Derek Chauvin, the white former Minneapolis police officer who was convicted of the murder of unarmed black man George Floyd has filed for a new trial.
Chauvin was found guilty on all three charges that he was facing following just 10 hours of deliberations by the jury. He was convicted on the charges of second-degree unintentional murder, third-degree murder, and second-degree manslaughter and is set to be sentenced next month.
Chauvin’s legal team has requested a new trial alleging that there had been prosecutorial and jury misconduct and errors of law at the trial and that the verdict was contrary to law.
His attorney, Eric Nelson, petitioned the court, alleging that Chauvin’s constitutional rights were violated when Judge Peter Cahill refused to change the venue of the trial and that the pretrial publicity deprived the officer of a fair trial.
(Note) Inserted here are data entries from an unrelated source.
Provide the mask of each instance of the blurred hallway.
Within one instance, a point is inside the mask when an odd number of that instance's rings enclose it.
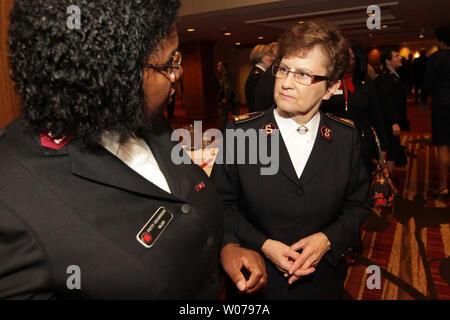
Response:
[[[435,200],[437,148],[431,112],[408,105],[411,131],[402,134],[408,163],[394,172],[399,188],[392,218],[372,215],[362,233],[364,252],[348,260],[348,299],[450,299],[450,199]],[[381,289],[368,289],[367,266],[381,269]]]

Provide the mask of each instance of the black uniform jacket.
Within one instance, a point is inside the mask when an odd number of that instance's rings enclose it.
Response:
[[[255,91],[255,111],[264,111],[274,105],[273,91],[275,88],[275,76],[272,67],[269,67],[258,81]]]
[[[372,159],[378,158],[375,139],[371,126],[375,128],[380,139],[381,150],[387,150],[388,138],[386,124],[381,113],[378,92],[375,81],[366,76],[364,80],[353,79],[355,91],[348,92],[347,108],[345,94],[335,94],[329,100],[322,102],[322,111],[335,116],[350,119],[361,134],[361,153],[363,160],[371,173]]]
[[[229,129],[258,130],[267,125],[278,127],[273,108],[257,119],[230,124]],[[327,128],[331,135],[326,135]],[[269,140],[275,136],[272,133]],[[225,145],[227,148],[218,153],[219,159],[221,152],[230,152],[230,145]],[[245,152],[248,153],[248,146]],[[291,286],[266,259],[268,285],[256,297],[339,298],[346,276],[344,254],[358,241],[359,228],[370,212],[369,183],[360,157],[358,131],[321,113],[317,138],[300,179],[281,133],[279,166],[275,175],[261,175],[263,165],[259,161],[222,165],[216,162],[211,177],[224,202],[225,224],[243,246],[260,252],[269,238],[291,245],[317,232],[328,237],[331,250],[313,275]]]
[[[397,123],[402,130],[409,130],[406,115],[405,83],[392,71],[385,68],[375,80],[380,97],[381,110],[389,132],[392,125]]]
[[[362,138],[371,134],[370,127],[373,126],[380,138],[381,149],[386,150],[386,127],[375,81],[367,76],[362,81],[354,81],[353,84],[355,92],[348,93],[347,108],[345,108],[345,95],[336,94],[322,102],[322,111],[354,121]]]
[[[146,140],[172,194],[103,147],[50,149],[10,125],[0,140],[0,298],[218,298],[223,209],[203,170],[173,164],[170,132]],[[159,207],[173,220],[146,248],[136,236]],[[72,265],[80,290],[67,286]]]
[[[255,111],[256,86],[263,73],[264,71],[254,66],[245,81],[245,99],[247,100],[248,112]]]

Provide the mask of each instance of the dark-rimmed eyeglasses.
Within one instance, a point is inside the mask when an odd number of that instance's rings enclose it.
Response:
[[[163,75],[165,75],[168,79],[170,79],[171,76],[176,78],[176,76],[181,68],[181,60],[182,60],[181,53],[179,51],[175,51],[172,55],[170,62],[168,62],[166,64],[147,63],[147,64],[144,64],[144,68],[153,68],[155,70],[158,70]]]
[[[277,79],[286,79],[286,77],[292,73],[295,82],[301,83],[305,86],[310,86],[313,83],[328,80],[327,76],[318,76],[314,74],[308,74],[305,71],[291,71],[284,65],[274,64],[272,65],[272,74]]]

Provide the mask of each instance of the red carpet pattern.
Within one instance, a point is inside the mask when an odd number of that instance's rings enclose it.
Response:
[[[348,258],[348,299],[450,300],[450,199],[432,197],[437,148],[429,133],[403,135],[401,141],[408,162],[394,172],[399,196],[388,212],[392,218],[372,215],[364,226],[364,252]],[[370,265],[380,267],[380,289],[366,284]]]

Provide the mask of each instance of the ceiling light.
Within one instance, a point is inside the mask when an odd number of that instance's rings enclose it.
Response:
[[[231,32],[225,32],[224,34],[223,34],[224,36],[231,36]]]
[[[299,21],[298,24],[302,24],[304,21]]]
[[[187,29],[186,31],[187,31],[187,32],[194,32],[195,29],[194,29],[194,28],[189,28],[189,29]]]
[[[236,42],[236,43],[235,43],[235,45],[237,45],[237,46],[240,46],[240,45],[241,45],[241,43],[240,43],[240,42]]]
[[[419,38],[420,38],[420,39],[423,39],[423,34],[419,35]]]
[[[382,26],[383,29],[386,29],[387,27],[388,27],[387,24],[383,24],[383,26]]]
[[[264,37],[263,37],[263,36],[259,36],[258,39],[259,39],[259,40],[262,40],[262,39],[264,39]]]

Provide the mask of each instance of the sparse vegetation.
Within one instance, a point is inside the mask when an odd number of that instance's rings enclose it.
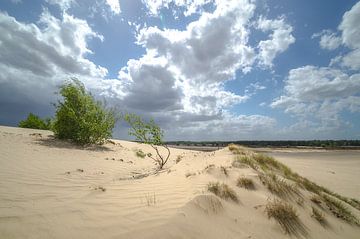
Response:
[[[239,145],[236,145],[236,144],[229,144],[228,149],[233,154],[245,154],[244,150]]]
[[[145,158],[146,157],[146,153],[144,153],[141,149],[136,150],[135,154],[139,158]]]
[[[299,189],[294,184],[286,182],[284,179],[280,179],[275,174],[259,174],[260,181],[266,185],[270,192],[278,195],[281,198],[293,198],[294,196],[301,197]]]
[[[312,215],[313,218],[316,219],[316,221],[318,221],[320,224],[324,225],[326,224],[326,219],[325,216],[322,212],[320,212],[318,209],[316,209],[315,207],[312,207]]]
[[[301,223],[295,208],[280,200],[273,200],[266,205],[265,212],[268,218],[274,218],[290,235],[307,235],[304,225]]]
[[[53,130],[59,139],[70,139],[77,144],[103,144],[111,137],[115,113],[86,92],[76,79],[60,87],[63,101],[56,107]]]
[[[19,122],[20,128],[51,130],[51,119],[41,119],[39,116],[29,113],[25,120]]]
[[[341,201],[329,195],[326,195],[325,193],[323,193],[321,196],[324,199],[326,206],[337,218],[341,218],[342,220],[352,224],[360,225],[359,220]]]
[[[255,189],[255,184],[254,184],[253,180],[250,178],[239,177],[236,181],[236,185],[238,187],[249,189],[249,190]]]
[[[159,169],[162,169],[170,157],[170,149],[163,142],[164,132],[155,124],[154,120],[145,122],[140,116],[135,114],[125,114],[124,120],[131,127],[129,135],[135,136],[136,140],[142,143],[149,144],[155,150],[155,157],[151,153],[147,154],[147,156],[158,164]],[[166,156],[160,153],[159,147],[166,149]]]
[[[236,192],[231,189],[228,185],[219,182],[216,183],[209,183],[207,187],[209,192],[212,192],[216,196],[223,198],[225,200],[232,200],[234,202],[239,202],[238,196],[236,195]]]
[[[180,163],[180,161],[181,161],[182,159],[183,159],[183,156],[178,155],[178,156],[176,157],[175,163]]]
[[[236,157],[235,161],[240,164],[248,165],[255,170],[258,169],[256,162],[248,155],[238,156],[238,157]]]
[[[322,202],[321,197],[319,195],[312,195],[310,200],[317,205],[321,205]]]
[[[220,170],[225,176],[229,176],[228,170],[224,166],[221,166]]]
According to the motion, the court abused its discretion in the following instances:
- When it failed to sequester the jury for the duration of the trial, or in the least, admonish them to avoid all media
- When it permitted the State to present cumulative evidence with respect to use of force
- When it failed to order that a record be made of the numerous sidebars that occurred during the trial
- When it submitted instructions to the jury that failed to accurately reflect the law with respect to second-degree unintentional murder, third-degree murder, and authorized use of force
Nelson also asked the judge for a hearing to impeach the verdict on the grounds that the jury committed misconduct, felt race-based pressure, felt intimidated or threatened, and/or failed to adhere to jury instructions, though the filing did not include details about that assertion. To impeach a verdict is to question its validity.
US media report that the request for a new trial was expected and is a common move following a conviction.
The New York Times quoted experts as saying it was unlikely that the jury’s decision would be overturned because of the evidence in the case.
If this request is denied, it can add another layer of decisions for Nelson to appeal. Brandt and others have said Chauvin’s convictions are unlikely to be overturned.
Chauvin became the subject of national and international fury last May when footage emerged of him kneeling on Floyd’s neck for nearly nine minutes as Floyd begged him to stop. Floyd repeatedly said “I can’t breathe“, “Mama”, and “please”. Despite the pleas, Chauvin did not remove his knee, resulting in the death of Floyd.
Security camera footage from a nearby business did not show Floyd resisting the arrest. During the final two minutes, Floyd was motionless and had no pulse.
Chauvin and the other officers involved were fired the day following the incident from the Minneapolis Police Department. Chauvin had worked at the department since 2001.
Amid national protests, Chauvin was arrested and eventually charged with second-degree murder.
Three fellow officers, Thomas Lane, J. Alexander Kueng, and Tou Thao, fired from the Minneapolis police department along with Chauvin the next day were each charged with aiding and abetting both second-degree murder and manslaughter.
Aiding and abetting second-degree murder carries the same maximum punishment as the underlying offense – 40 years in prison.